Frank Clemente, executive director of Americans for Tax Fairness, made the following statement:
“Despite the unpopularity of the first round of tax cuts and the total lack of evidence that they have improved or strengthened the economy, Republicans in Congress are determined to make a bad situation even worse. The new tax bill will cost $3 trillion over 10 years—more than the first round of tax cuts, which cost $2 trillion. To cover the growing deficit these new tax breaks will create, Trump and Republicans will demand even deeper cuts to Medicare, Medicaid, Social Security and education
“They are providing more big tax breaks so wealthy individuals can buy new yachts and corporate jets while working families are still waiting for the $4,000 pay raise Trump promised. Their motives are clear: appeal to their wealthy donors who are using their tax cut windfall to fuel their campaigns for reelection. Like last year’s tax cuts, these new ones will do nothing to raise workers’ wages, create good-paying jobs and reduce economic inequality. Instead, they will further rig the economy against working families and in favor of the wealthy, campaign donors and big corporations.”

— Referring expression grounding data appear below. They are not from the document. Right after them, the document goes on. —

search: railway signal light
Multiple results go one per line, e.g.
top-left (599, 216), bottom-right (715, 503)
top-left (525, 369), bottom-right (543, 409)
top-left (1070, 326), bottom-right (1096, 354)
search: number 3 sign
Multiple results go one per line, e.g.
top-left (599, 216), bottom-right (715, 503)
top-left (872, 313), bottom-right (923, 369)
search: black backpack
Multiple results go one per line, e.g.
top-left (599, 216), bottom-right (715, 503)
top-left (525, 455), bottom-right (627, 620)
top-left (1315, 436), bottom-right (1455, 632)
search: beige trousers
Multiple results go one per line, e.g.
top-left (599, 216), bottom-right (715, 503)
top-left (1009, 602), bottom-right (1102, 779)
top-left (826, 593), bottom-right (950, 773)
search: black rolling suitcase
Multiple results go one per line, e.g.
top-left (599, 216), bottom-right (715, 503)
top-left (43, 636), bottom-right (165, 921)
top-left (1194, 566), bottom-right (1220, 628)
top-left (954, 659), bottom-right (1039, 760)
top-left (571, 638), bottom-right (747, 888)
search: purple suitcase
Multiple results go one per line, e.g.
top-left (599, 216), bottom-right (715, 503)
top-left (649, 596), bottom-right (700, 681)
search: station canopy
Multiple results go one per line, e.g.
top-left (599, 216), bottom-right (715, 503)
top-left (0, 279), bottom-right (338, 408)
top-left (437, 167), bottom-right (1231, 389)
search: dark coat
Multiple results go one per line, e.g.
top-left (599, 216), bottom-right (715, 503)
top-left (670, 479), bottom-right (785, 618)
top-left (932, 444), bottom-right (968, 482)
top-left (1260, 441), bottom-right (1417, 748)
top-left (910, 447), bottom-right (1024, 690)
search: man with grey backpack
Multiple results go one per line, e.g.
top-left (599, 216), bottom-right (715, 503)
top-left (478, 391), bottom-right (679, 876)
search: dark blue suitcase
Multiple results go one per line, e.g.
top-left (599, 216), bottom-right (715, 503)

After hours of debate, the House Ways and Means Committee voted 21-15 to send the bill to the full House for a vote later this month. The committee turned down several amendments by Democrats to make the tax cuts more equitable, to give relief for working families struggling with high health care costs, and to make President Trump’s tax returns public.
The new bill would make permanent individual provisions of the first round of tax cuts that expire in 2025. For details go HERE.
On its website, Americans for Tax Fairness presents data showing that the first round of tax cuts has failed to fulfil the promises made by its proponents to raise wages—especially for working families—and increase investments. In fact, just 4.4% of workers are getting any one-time bonuses or wage increases as a result of the Trump-GOP tax cuts. Real (inflation adjusted) wages decreased by 0.2% for all employees from July 2017 to July 2018, and few if any have received the $4,000 pay increase promised by President Trump, contrary to the “trickle down” effect that proponents claimed would happen.
Meanwhile, corporations are mostly using their tax cuts for stock buybacks, which are expected to reach $1 trillion this year alone and largely benefit wealthy shareholders and CEOs. Since the tax law passed, corporations have announced 100 times more in stock buybacks than they are giving in worker bonuses or raises connected to the tax cuts—$712 billion in buybacks vs. $7 billion in wage hikes. In addition, corporate profits surged 8.2% in the first quarter of this year after passage of the tax cuts while tax revenue to the U.S. Treasury has fallen by 44% from a year ago due to the tax cuts.